Chapter 27-14
アルムは遠慮がちに、「ねえ…レイシア」と声をかけてみた。すると、彼女らしい元気な声で「どうしたの?」という言葉が返ってきた。
アルム「レイシアは…怒ってる?」
レイシア「いきなり何を言うの…怒ってるって、何に?」
アルム「ぼくにだよ。4ヶ月、剣の練習も何もしてなかったんだ…」
少し後ろめたさを感じてなのか、俯き加減にそう言うアルム。それでもレイシアは、首を振って答えた。
レイシア「そのことに私が怒る意味はないわ。アルム自身が悩んで、どうするか考えて、それで行動することだもの」
その答えに、アルムは心底安心した。重くなり続けていた体から、いくつか枷が取れたようだった。
アルム「…そう。レイシアは、そう思ってくれるんだ」
レイシア「うん。だから後は、今までアルムがとった行動も含めて、反省したり、課題を見つけたりすればいいんじゃないかしら」
アルム「うん…ありがとう。ぼく、やってみるよ」
レイシア「頑張ってね。みんなを見返すつもりでね…あっ、ここだ」
レイシアが足を止めた場所は、アルムが入ったことのない部屋だった。コンコン、とノックをして、「レイシアか、入ってくれ」と返事が返ってきたのを確認してから、「失礼します」とドアを開いた。
ラルド「相変わらずお前はしっかりしているな。キースなどノックをしている場面を見たことがない」
苦笑しながら、ラルドは近くの椅子に2人を促した。
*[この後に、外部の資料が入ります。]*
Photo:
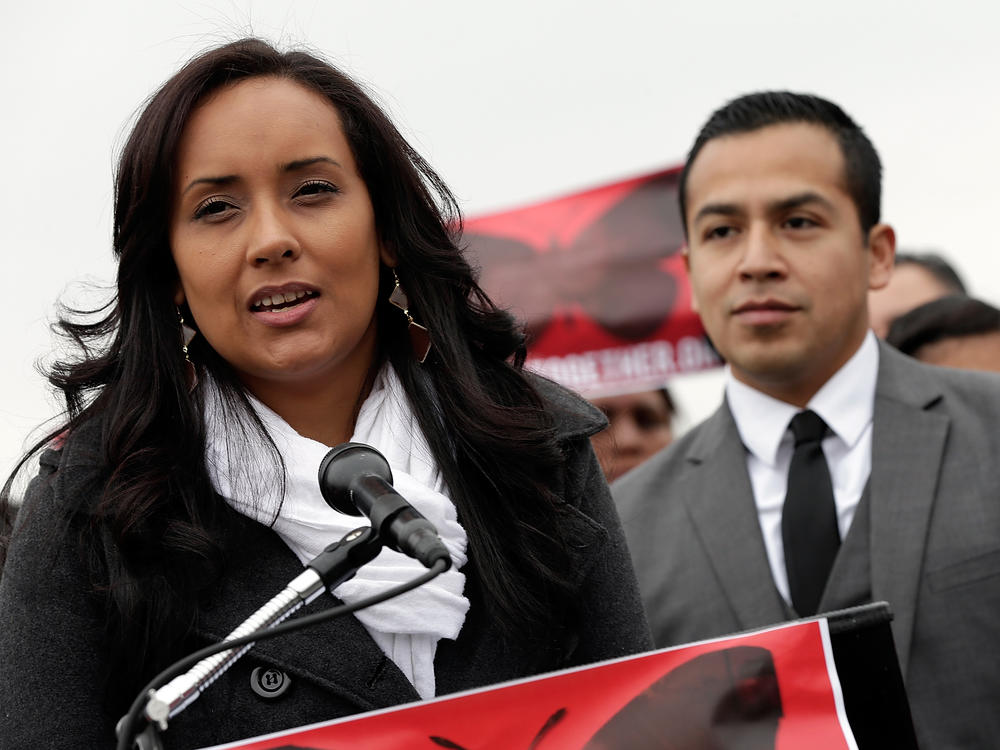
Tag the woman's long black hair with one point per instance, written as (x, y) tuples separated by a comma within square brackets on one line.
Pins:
[(154, 530)]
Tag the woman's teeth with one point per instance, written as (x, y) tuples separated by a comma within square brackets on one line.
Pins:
[(276, 301)]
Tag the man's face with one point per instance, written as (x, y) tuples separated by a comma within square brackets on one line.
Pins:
[(780, 268)]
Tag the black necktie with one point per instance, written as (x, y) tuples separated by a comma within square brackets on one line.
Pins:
[(809, 517)]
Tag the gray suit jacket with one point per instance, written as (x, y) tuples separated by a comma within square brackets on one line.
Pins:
[(931, 516)]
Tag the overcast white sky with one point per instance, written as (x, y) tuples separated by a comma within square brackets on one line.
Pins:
[(511, 102)]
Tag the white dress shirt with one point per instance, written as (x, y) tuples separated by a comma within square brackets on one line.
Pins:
[(846, 403)]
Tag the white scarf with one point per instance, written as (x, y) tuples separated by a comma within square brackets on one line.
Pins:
[(408, 627)]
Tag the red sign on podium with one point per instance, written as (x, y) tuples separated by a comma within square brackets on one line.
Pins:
[(598, 279), (775, 689)]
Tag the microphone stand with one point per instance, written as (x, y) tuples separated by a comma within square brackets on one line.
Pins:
[(334, 565)]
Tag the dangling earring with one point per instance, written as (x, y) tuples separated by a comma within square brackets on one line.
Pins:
[(419, 337), (187, 334)]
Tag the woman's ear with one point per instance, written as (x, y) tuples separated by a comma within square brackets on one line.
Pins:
[(388, 255)]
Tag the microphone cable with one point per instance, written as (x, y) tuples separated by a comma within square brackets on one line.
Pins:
[(126, 729)]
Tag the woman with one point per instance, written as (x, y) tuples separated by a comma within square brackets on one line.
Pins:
[(283, 269)]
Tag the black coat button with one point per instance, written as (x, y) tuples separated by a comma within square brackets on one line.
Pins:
[(269, 683)]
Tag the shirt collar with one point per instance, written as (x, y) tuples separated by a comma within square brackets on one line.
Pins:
[(846, 402)]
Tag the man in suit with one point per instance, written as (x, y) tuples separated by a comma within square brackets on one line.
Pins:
[(730, 526)]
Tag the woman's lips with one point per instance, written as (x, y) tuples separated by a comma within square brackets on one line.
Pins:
[(290, 314)]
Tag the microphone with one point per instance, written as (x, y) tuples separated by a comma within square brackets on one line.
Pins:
[(355, 479)]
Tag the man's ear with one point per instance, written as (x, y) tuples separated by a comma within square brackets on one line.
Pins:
[(882, 250)]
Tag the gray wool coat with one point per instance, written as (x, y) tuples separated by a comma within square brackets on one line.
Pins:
[(53, 649)]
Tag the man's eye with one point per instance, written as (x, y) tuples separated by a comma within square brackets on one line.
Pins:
[(720, 233), (799, 222), (316, 187)]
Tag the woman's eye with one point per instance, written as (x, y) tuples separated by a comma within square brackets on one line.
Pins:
[(213, 208), (316, 187)]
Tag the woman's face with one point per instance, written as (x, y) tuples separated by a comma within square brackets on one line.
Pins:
[(273, 235)]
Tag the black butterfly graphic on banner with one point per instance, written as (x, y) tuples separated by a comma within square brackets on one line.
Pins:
[(613, 269)]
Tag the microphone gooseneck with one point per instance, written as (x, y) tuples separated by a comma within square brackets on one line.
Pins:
[(355, 479)]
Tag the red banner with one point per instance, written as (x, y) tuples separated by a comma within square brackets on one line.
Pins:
[(774, 689), (598, 279)]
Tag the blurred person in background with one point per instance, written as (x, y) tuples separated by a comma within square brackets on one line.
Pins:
[(639, 424), (953, 331), (916, 278)]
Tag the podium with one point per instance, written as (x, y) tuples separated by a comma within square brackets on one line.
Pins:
[(874, 696), (827, 683)]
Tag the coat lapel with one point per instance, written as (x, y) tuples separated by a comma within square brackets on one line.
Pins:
[(908, 444), (720, 504)]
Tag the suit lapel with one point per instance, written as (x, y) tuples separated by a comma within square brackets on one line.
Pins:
[(338, 655), (721, 506), (907, 450)]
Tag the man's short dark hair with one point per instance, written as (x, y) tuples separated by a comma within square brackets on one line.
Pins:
[(937, 267), (862, 168), (944, 318)]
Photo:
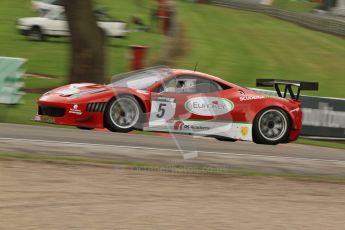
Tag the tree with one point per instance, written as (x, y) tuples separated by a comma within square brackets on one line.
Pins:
[(88, 43)]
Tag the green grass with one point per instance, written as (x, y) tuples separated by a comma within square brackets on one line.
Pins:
[(51, 57), (241, 46), (295, 5), (21, 114)]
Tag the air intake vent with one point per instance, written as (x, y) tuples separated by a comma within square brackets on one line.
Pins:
[(51, 111), (96, 107)]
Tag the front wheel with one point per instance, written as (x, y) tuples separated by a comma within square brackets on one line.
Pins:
[(123, 114), (271, 126)]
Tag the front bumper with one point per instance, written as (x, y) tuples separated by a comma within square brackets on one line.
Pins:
[(67, 113)]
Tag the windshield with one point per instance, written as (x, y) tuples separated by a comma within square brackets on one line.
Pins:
[(141, 79)]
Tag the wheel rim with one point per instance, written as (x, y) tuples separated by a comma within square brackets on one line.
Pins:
[(272, 124), (124, 113)]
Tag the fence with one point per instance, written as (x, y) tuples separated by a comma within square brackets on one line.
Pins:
[(316, 22)]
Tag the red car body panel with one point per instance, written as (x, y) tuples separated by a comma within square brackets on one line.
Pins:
[(79, 110)]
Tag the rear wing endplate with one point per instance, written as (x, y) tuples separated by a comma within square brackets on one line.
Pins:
[(300, 85)]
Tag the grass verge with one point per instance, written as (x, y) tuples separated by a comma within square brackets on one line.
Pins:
[(321, 143), (240, 46), (295, 5), (189, 169)]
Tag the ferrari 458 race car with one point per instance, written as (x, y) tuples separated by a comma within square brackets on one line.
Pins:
[(179, 101)]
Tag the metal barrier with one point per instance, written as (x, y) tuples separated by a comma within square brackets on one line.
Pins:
[(316, 22), (322, 116), (11, 82)]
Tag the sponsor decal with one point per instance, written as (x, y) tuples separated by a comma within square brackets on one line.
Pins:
[(44, 119), (244, 131), (251, 97), (75, 110), (179, 125), (209, 106)]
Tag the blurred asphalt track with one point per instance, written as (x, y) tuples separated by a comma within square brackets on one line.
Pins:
[(294, 158)]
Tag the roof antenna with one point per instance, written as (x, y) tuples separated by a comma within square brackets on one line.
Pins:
[(196, 65)]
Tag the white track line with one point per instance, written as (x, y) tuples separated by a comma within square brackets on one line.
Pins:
[(175, 150)]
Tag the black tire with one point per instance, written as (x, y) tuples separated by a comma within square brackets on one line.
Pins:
[(271, 126), (35, 34), (85, 128), (114, 115)]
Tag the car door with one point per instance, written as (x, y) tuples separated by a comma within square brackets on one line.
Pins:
[(190, 104)]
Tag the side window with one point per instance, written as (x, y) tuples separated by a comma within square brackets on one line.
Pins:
[(207, 86), (189, 84)]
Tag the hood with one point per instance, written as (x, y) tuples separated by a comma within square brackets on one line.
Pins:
[(78, 89)]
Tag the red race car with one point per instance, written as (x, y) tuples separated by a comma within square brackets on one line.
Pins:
[(179, 101)]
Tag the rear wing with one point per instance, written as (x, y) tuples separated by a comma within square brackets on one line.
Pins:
[(300, 85)]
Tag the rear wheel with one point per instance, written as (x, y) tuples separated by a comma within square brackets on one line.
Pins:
[(271, 126), (123, 114)]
言われたままに、2人は椅子に腰掛ける。
ラルド「話の前に、アルム、少し深呼吸をしてくれ」
ラルドの意外な要求に戸惑いながらも、アルムは頷いて深呼吸をした。少しだけ、気分が落ち着いた気がした。
ラルド「クラリスが、敵の正体に大体の目星がついたと言っている」
アルム「えっ?」
レイシア「本当ですか?」
ラルド「本当だ」
ラルドは1枚の紙を取り出した。それは、いつか宿屋でメモに使ったあの紙だった。アルムは最初、「まだ持ってたんだ」と思った。
そこに新たに書かれていたのは、名前だった。それはラダトームが迎えている危機に大きく関わる、重要な手掛かりだった。